# Autocross/Track day question.



## Kanaric (Nov 3, 2011)

About a year ago sold my 350z which I did track days with and bought a WRX. I want to keep this car purely DD and buy a MK3 or MK4 GTI VR6 to do track days and funzies autocross in (as in not competative as I plan to do more mods than is allowed in the classes I could be competative in). 

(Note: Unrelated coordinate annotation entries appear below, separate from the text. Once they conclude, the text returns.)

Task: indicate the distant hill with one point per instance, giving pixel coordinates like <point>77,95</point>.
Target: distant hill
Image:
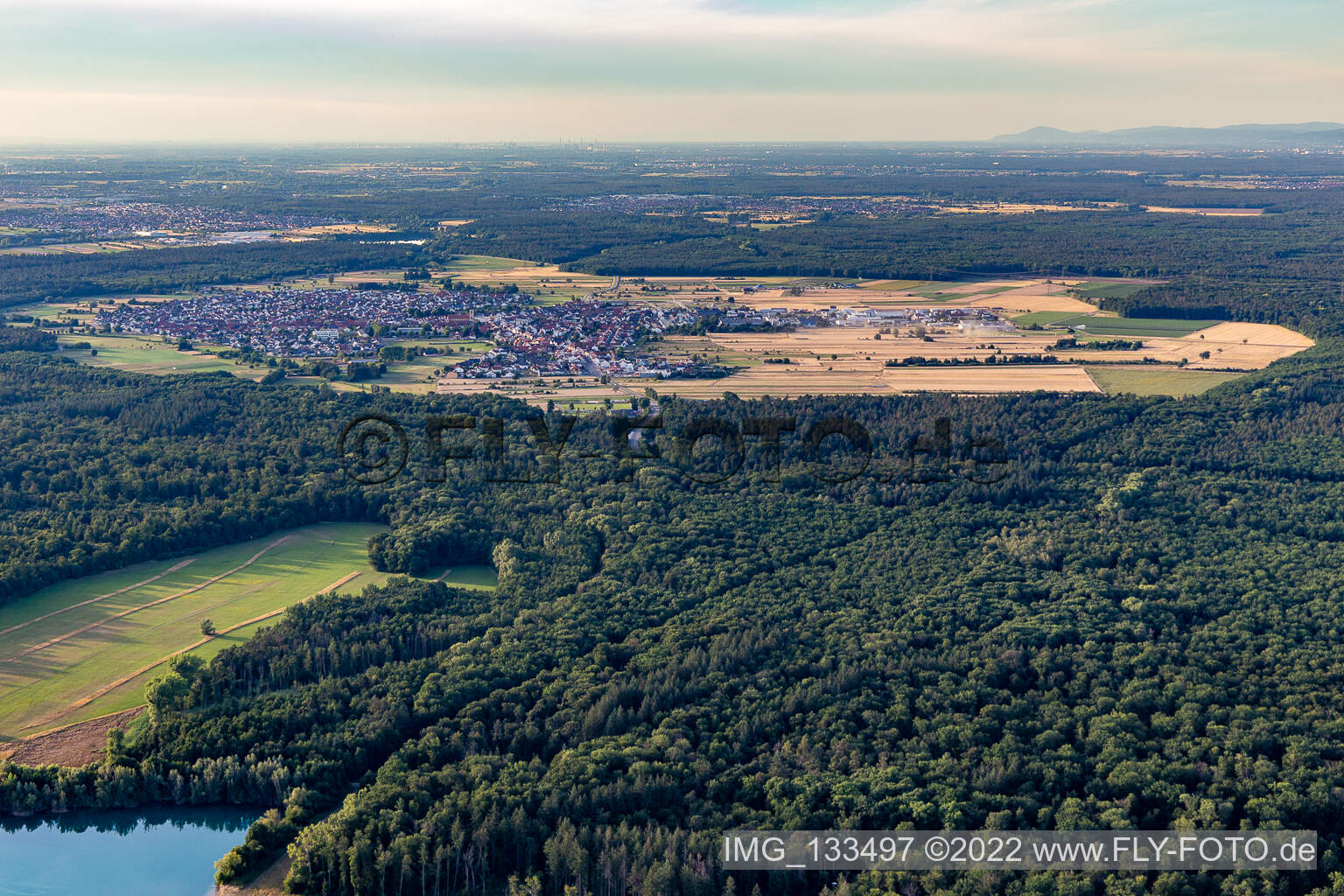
<point>1312,133</point>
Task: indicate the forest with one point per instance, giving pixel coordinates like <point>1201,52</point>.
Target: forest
<point>1136,626</point>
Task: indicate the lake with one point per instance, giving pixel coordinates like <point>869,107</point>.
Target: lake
<point>168,852</point>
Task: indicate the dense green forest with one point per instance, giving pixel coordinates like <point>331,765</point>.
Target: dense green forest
<point>1138,626</point>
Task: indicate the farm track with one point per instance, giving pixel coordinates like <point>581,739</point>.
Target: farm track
<point>108,688</point>
<point>104,597</point>
<point>145,606</point>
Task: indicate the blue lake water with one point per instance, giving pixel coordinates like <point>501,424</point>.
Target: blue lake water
<point>168,852</point>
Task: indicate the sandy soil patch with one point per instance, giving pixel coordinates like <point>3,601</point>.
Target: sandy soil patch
<point>74,745</point>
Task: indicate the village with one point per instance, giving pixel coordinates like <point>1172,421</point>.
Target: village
<point>581,338</point>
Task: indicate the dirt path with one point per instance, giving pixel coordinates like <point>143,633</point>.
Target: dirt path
<point>145,606</point>
<point>104,597</point>
<point>113,685</point>
<point>77,745</point>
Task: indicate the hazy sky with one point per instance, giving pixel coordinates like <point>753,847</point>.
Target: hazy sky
<point>628,70</point>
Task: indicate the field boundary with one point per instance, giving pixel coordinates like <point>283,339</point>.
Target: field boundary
<point>110,594</point>
<point>113,685</point>
<point>145,606</point>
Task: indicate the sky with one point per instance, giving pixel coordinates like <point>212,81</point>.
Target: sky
<point>654,70</point>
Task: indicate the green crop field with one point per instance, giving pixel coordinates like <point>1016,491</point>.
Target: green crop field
<point>150,355</point>
<point>1112,290</point>
<point>1043,318</point>
<point>466,577</point>
<point>63,647</point>
<point>1143,381</point>
<point>484,262</point>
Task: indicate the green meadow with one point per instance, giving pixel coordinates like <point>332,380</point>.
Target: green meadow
<point>63,647</point>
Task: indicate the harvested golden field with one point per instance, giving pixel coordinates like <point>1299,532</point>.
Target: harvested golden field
<point>1211,213</point>
<point>323,230</point>
<point>767,381</point>
<point>1245,346</point>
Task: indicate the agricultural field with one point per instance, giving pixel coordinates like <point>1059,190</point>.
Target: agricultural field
<point>150,355</point>
<point>761,382</point>
<point>1133,326</point>
<point>1158,381</point>
<point>88,647</point>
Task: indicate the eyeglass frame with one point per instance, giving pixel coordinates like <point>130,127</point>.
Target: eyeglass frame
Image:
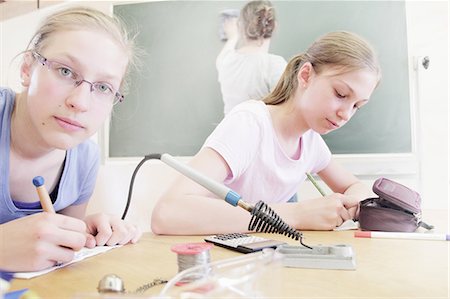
<point>118,97</point>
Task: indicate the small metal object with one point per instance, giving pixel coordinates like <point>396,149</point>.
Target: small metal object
<point>111,283</point>
<point>336,257</point>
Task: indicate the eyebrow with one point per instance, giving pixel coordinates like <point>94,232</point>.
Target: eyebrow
<point>351,89</point>
<point>74,60</point>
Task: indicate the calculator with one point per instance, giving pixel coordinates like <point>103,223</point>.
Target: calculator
<point>242,242</point>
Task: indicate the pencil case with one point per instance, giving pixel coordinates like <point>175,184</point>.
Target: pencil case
<point>396,209</point>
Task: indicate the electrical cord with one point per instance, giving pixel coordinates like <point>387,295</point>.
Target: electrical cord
<point>264,219</point>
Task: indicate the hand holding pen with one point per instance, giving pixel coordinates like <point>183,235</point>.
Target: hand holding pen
<point>40,240</point>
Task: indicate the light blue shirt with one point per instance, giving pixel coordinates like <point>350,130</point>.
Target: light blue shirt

I've talked to some VW people that I work with and they are not fans of the MK4 saying things such as the handling in it is worse among other things but i'm wondering if this still applies keeping in mind that I plan on stripping much of the interior, getting coilovers, etc to turn it into a mostly track orientated car. Keeping this in mind is the MK3 still advantageous to get over a MK4? The people I know here couldn't answer my quest and just said get a 1.8t, lol. I am wanting a naturally aspirated car for this which is why I am looking at VR6 only.


----------



## cealer (Feb 12, 2009)

Both the 1.8T and the VR6 have their disadvantages. You'll notice them more with autox than on a track though. 1.8T will have turbo lag (mostly dependent on how large your regions venue is). It can be managed but not that well, especially if you start tuning it, bigger turbo, whatever. Had a hell of a time in my GLI, but I managed it. VR6 is just front heavy. That's easier to manage in my book. Just make sure when you are buying/picking a suspension setup you get something seriously stiff and able to handle the quick changes in weight that will come with autox.

What I'm doing with my MK2 coupe is building it to SCCA FSP class regs and then will just blow it off once it gets supercharged, taking it on the track more often instead.

As for MK3 vs MK4, MK3 has weight on it's side and largely has the same suspension issues as the MK4. On the other hand, if you can pick up a MK4 VR6 GLI I would totally do that over the MK3 VR6. Just saying.

Though I know this wasn't even an option, MK5 would be your best/cheapest platform. Suspension components are less failure prone and it doesn't have a swing beam in the rear.


----------